First, there really is nothing in the Constitution stopping states from regulating abortion as they see fit, so this is not an issue for the federal courts to resolve permanently the way they tried to in Roe. Second, this decision to override voters’ policy preferences has been highly consequential — and horrific, to those of us who oppose abortion — as Roe has facilitated the deaths of millions of helpless babies in jurisdictions that would have strictly limited the practice if they’d been allowed to. Third, unlike many other un-originalist precedents from decades past, Roe has failed to settle into place as a widely accepted and politically unremarkable part of our legal landscape, and it generates vigorous protests nearly 50 years after it was decided. States and even judges on the lower courts are pushing the boundaries on abortion laws to this day.
You might disagree with my ranking. Heck, I stole three of the four elements from the late Justice Antonin Scalia’s list of criteria for overruling precedents, and he did: “1. How wrong was it? . . . 2. How well accepted has it been? . . . 3. Most important to me, does it permit me to function as a lawyer, or does it make me a legislator?” (Emphasis mine.) In explaining the third part, Scalia specifically called out the “undue burden” standard for abortion laws.

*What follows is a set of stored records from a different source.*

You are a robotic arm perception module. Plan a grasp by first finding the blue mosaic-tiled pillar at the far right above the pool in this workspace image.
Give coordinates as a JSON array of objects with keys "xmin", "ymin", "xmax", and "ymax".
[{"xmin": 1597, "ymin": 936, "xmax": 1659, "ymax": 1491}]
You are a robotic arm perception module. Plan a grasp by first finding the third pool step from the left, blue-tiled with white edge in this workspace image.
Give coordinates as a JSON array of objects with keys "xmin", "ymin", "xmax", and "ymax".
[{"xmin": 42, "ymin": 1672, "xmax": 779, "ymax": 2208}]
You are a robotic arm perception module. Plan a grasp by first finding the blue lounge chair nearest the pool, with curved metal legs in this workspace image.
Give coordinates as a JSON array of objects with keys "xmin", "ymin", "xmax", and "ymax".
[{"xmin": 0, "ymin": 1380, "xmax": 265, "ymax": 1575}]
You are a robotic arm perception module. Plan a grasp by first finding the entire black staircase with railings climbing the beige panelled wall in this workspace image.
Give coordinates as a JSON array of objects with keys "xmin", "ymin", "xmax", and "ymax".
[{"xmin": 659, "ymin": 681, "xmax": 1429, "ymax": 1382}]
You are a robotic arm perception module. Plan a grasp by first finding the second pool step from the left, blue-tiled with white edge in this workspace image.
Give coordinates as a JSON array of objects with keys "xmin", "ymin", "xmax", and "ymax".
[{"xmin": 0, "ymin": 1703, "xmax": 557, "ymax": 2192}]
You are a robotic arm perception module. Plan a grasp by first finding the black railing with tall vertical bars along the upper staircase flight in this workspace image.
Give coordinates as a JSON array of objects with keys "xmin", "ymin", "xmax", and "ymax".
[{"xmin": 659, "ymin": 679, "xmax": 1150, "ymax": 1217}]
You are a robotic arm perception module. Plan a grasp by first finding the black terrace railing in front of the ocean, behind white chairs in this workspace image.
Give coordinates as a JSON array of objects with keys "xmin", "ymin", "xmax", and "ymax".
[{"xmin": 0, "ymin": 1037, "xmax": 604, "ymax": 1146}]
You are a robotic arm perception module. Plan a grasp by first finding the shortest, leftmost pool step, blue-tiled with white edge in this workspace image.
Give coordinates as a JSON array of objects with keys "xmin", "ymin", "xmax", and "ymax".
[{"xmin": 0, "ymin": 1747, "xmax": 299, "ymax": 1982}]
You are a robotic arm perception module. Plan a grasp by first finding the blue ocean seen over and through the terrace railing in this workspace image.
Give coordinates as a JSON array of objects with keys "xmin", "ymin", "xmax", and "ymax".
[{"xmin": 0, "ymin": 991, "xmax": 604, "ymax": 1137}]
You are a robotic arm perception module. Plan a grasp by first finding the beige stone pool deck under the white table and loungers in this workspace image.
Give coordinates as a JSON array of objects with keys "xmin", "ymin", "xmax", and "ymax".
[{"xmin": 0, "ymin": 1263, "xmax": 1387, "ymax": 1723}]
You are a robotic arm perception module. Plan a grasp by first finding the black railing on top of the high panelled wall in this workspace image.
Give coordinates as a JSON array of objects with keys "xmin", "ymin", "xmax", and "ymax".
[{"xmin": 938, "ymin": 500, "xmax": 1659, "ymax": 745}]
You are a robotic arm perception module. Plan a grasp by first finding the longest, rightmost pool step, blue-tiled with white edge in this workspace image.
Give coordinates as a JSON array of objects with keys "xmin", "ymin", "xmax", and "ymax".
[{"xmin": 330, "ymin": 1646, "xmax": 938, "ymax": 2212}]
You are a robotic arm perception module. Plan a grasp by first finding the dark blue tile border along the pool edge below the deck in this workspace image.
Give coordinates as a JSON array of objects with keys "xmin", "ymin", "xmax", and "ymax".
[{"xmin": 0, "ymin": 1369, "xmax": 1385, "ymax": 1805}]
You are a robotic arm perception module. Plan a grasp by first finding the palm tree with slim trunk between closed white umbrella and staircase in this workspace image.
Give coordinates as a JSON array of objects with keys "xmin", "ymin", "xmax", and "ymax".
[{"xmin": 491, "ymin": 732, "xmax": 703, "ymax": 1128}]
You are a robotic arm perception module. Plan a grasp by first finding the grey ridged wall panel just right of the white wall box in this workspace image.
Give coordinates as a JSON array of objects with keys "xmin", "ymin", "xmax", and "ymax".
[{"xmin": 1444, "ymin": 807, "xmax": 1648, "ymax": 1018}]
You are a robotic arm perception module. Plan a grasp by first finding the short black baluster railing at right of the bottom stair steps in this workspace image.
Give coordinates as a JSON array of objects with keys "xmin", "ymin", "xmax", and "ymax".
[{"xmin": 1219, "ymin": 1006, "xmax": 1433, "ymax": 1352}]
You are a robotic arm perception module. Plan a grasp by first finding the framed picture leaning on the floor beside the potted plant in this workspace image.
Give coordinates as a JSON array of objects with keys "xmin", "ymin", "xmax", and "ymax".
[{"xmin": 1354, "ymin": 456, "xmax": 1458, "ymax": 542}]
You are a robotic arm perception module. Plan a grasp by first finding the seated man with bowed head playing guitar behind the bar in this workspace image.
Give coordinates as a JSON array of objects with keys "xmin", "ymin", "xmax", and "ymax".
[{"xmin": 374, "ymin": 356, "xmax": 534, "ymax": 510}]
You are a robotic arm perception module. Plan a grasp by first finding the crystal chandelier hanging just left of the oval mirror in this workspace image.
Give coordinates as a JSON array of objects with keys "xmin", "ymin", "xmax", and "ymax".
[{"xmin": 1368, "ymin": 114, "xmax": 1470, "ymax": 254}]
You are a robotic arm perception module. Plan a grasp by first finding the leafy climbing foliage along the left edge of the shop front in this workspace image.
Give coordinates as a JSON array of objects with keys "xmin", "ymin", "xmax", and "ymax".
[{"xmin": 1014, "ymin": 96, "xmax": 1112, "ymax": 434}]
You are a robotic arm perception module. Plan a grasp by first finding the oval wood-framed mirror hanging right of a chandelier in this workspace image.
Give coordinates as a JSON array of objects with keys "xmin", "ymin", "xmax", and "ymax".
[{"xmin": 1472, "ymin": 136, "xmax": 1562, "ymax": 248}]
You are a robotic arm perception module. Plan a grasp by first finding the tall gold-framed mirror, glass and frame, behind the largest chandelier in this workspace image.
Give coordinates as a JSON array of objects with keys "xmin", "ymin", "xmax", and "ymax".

But however we order these various tests, Roe flunks all of them. Combined, they amount to an incredibly powerful case for overruling a bad precedent that has lasted too long, claimed too many lives, taken too much power from the states, and sown too much discord by denying abortion opponents a fair chance to make a difference through the legislative process. Above all, the Court should end it, and soon — no matter which reasons it finds most compelling.